Just how bad was DOJ under Trump and Bill Barr? Former New York prosecutor tells all
Attorney General Bill Barr (Photo: Screen capture)

In June of 2020, the country was still in the throes of the COVID pandemic, and dealing with the prospect of a wild presidential campaign being waged in the middle of it. We were all glued to the TV watching doctors explain what happens when you go on a ventilator and looking at graphs that showed skyrocketing cases and death rates. There were a lot of important stories in that strange time that sort of passed under the radar. One of them was Attorney General Bill Barr's firing of Geoffrey Berman, the U.S. attorney for the Southern District of New York. Now Berman has written a book about his time working under the Trump administration, "Holding the Line," and it's fascinating. The corruption of the Department of Justice under Barr was worse than we thought.

As most readers likely know, the Southern District of New York amounts to a sort of super-office within the Justice Department because it handles most of the big white-collar crimes emerging from Wall Street and the financial industry, and many national security and organized crime cases.. For better or worse, it's known to operate with a great deal of independence from DOJ leadership in Washington. On a Friday night in late June of 2020, Barr released a statement saying that Berman was stepping down as U.S. attorney for the SDNY and would be replaced by Jay Clayton, then-chairman of the Securities and Exchange Commission, who had no prosecutorial experience. Since that appointment must be confirmed by the Senate, the U.S. attorney for New Jersey, Craig Carpenito, would step in on a temporary basis.

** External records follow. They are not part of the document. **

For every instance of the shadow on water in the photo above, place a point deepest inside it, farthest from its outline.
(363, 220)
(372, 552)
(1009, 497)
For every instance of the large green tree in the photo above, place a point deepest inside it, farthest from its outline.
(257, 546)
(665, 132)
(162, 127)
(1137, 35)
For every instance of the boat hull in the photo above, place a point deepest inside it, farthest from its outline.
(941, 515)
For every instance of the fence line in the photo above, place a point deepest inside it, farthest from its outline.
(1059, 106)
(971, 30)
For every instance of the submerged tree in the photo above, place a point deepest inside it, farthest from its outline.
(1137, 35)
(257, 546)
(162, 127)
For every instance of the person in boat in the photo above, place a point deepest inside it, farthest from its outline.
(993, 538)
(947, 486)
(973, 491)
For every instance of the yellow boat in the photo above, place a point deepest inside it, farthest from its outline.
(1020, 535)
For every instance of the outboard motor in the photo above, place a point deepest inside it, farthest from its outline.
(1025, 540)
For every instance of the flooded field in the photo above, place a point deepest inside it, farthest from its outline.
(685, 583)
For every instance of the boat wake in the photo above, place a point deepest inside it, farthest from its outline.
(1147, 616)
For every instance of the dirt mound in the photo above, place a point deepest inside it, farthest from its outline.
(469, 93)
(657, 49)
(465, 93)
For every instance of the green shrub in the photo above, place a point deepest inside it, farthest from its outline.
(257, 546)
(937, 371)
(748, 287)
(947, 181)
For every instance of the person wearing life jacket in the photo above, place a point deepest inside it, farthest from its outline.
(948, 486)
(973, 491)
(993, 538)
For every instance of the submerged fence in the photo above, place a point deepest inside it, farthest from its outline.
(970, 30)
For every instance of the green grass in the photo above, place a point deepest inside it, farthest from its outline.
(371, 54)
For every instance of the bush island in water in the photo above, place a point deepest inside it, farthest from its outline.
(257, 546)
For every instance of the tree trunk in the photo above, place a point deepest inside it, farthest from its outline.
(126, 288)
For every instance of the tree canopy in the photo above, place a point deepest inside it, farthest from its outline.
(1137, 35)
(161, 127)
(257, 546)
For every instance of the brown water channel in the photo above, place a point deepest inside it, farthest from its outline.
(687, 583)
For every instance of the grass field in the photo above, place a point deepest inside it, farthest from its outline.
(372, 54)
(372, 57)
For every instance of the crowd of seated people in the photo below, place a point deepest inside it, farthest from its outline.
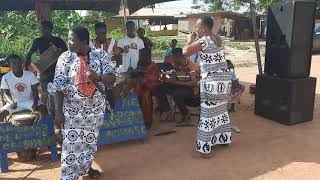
(178, 77)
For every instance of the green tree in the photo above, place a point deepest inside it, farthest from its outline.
(223, 5)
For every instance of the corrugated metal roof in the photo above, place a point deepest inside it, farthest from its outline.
(100, 5)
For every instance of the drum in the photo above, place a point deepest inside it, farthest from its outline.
(25, 118)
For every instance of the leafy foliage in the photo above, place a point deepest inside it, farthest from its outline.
(18, 29)
(227, 5)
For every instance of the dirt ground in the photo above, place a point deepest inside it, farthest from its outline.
(264, 150)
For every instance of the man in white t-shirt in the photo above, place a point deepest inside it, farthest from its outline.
(19, 88)
(129, 46)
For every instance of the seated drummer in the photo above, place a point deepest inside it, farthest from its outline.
(147, 83)
(19, 88)
(182, 89)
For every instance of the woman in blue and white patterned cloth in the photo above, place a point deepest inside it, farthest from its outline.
(215, 86)
(80, 102)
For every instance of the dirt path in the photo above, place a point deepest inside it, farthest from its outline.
(264, 150)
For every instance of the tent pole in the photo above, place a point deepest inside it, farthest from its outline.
(255, 33)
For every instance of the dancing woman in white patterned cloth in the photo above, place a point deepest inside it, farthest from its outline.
(80, 102)
(215, 86)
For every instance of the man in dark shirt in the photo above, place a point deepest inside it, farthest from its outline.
(41, 44)
(148, 44)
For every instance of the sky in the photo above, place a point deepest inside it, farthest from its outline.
(179, 3)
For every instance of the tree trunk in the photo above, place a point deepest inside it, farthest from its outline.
(255, 34)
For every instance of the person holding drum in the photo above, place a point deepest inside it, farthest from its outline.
(19, 88)
(103, 41)
(42, 45)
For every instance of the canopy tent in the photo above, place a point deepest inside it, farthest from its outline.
(98, 5)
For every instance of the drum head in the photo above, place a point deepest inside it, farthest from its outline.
(23, 119)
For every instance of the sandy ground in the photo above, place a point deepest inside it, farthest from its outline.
(264, 150)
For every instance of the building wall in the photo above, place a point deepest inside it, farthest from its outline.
(218, 22)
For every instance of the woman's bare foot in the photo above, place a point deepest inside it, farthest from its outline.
(93, 173)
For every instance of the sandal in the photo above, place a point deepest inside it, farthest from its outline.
(93, 173)
(185, 119)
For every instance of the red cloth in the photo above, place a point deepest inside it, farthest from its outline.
(84, 85)
(150, 81)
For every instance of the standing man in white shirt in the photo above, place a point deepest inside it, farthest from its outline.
(129, 46)
(19, 88)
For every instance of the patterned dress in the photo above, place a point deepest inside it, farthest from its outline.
(83, 115)
(215, 86)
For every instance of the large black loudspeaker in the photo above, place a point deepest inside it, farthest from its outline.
(285, 100)
(290, 27)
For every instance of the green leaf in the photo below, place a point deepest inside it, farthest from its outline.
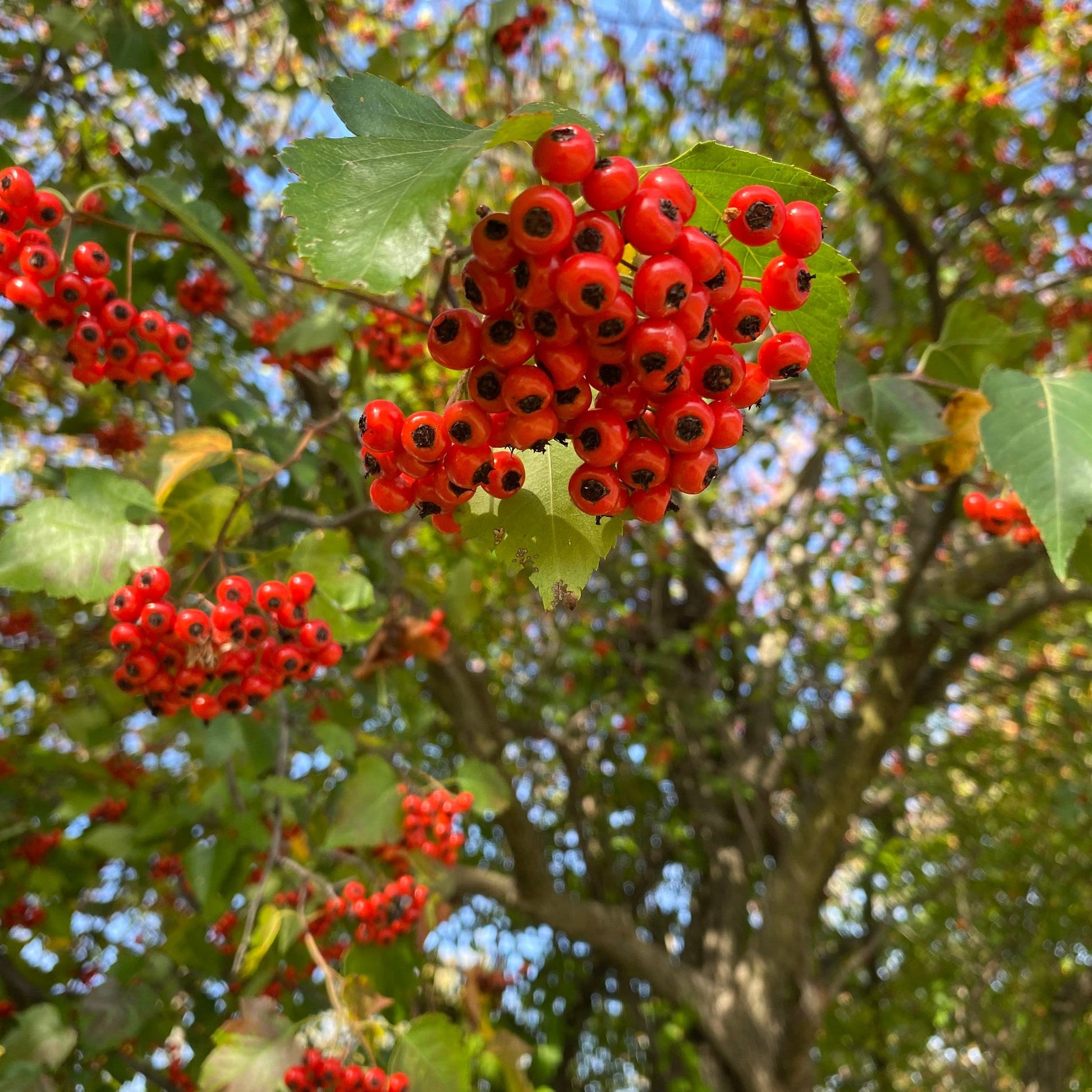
(492, 790)
(369, 807)
(370, 208)
(1039, 436)
(186, 452)
(40, 1036)
(542, 526)
(261, 940)
(253, 1053)
(715, 173)
(433, 1055)
(111, 1013)
(973, 340)
(903, 414)
(200, 220)
(75, 549)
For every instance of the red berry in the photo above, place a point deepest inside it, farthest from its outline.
(662, 284)
(542, 221)
(684, 422)
(600, 437)
(586, 284)
(91, 260)
(744, 318)
(802, 236)
(507, 478)
(613, 182)
(565, 154)
(787, 283)
(757, 215)
(784, 355)
(652, 222)
(492, 242)
(595, 489)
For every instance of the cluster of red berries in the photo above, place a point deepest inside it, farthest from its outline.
(202, 294)
(121, 437)
(428, 823)
(108, 810)
(171, 653)
(24, 913)
(659, 355)
(383, 916)
(104, 343)
(320, 1073)
(267, 331)
(511, 36)
(391, 340)
(1001, 516)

All this came as a surprise to nearly everyone involved — but no one as much as Berman himself, who had absolutely not resigned. He issued this statement of clarification:

Barr had offered the SEC job to Berman, who had refused. So Barr tried an end-run of sorts, and Berman was having none of it. Berman's comment that "our investigations will move forward without delay or interruption" certainly suggested that Barr was firing him because Berman wasn't doing the AG's bidding on certain cases.

In fact, only the president can fire a U.S. attorney, and Barr told Berman the next day that Donald Trump had done so, issuing a letter accusing Berman of "choosing spectacle over public service." Weirdly enough, Trump denied this, forcing the White House to say later that he'd "signed off" on Berman's dismissal, suggesting that he might have nodded at some point while not quite listening on his way to the golf course. Berman didn't try to fight this more or less legal firing, but insisted that Barr agree to appoint Berman's assistant U.S. attorney, Audrey Strauss, rather than some Trump's toady.

There was a lot of speculation at the time about why Barr wanted Berman out. His office had pursued a number of cases involving Trump associates and Trump himself, including the prosecution of former Trump attorney Michael Cohen and of two associates of Rudy Giuliani, Lev Parnas and Igor Fruman, which led to investigations of Giuliani himself. Berman had also investigated Trump's endlessly corrupt inaugural committee along with a number of Trump-connected people involved with the Turkish state bank. Trump had been purging the DOJ of people he felt to be disloyal for some time, starting with his first attorney general, Jeff Sessions. He'd also fired Sally Yates, the acting attorney general who preceded Sessions, FBI Director James Comey and then Acting Director Andrew McCabe, as well as FBI general counsel Dana Boente and a bunch of inspectors general. It wasn't mysterious why Barr believed Berman had to go. Trump had been complaining that the New York office was "filled with Democrats out to get him" and Barr (at that point) was eager to serve as his hatchet man.

Berman's book pretty much confirms all that speculation and more. He refreshingly names names and declines to canonize those who only had their "come to Jesus" moment after Trump lost the election, especially Barr but other Jan. 6 committee witnesses as well, such as former Acting Attorney General Jeffrey Rosen.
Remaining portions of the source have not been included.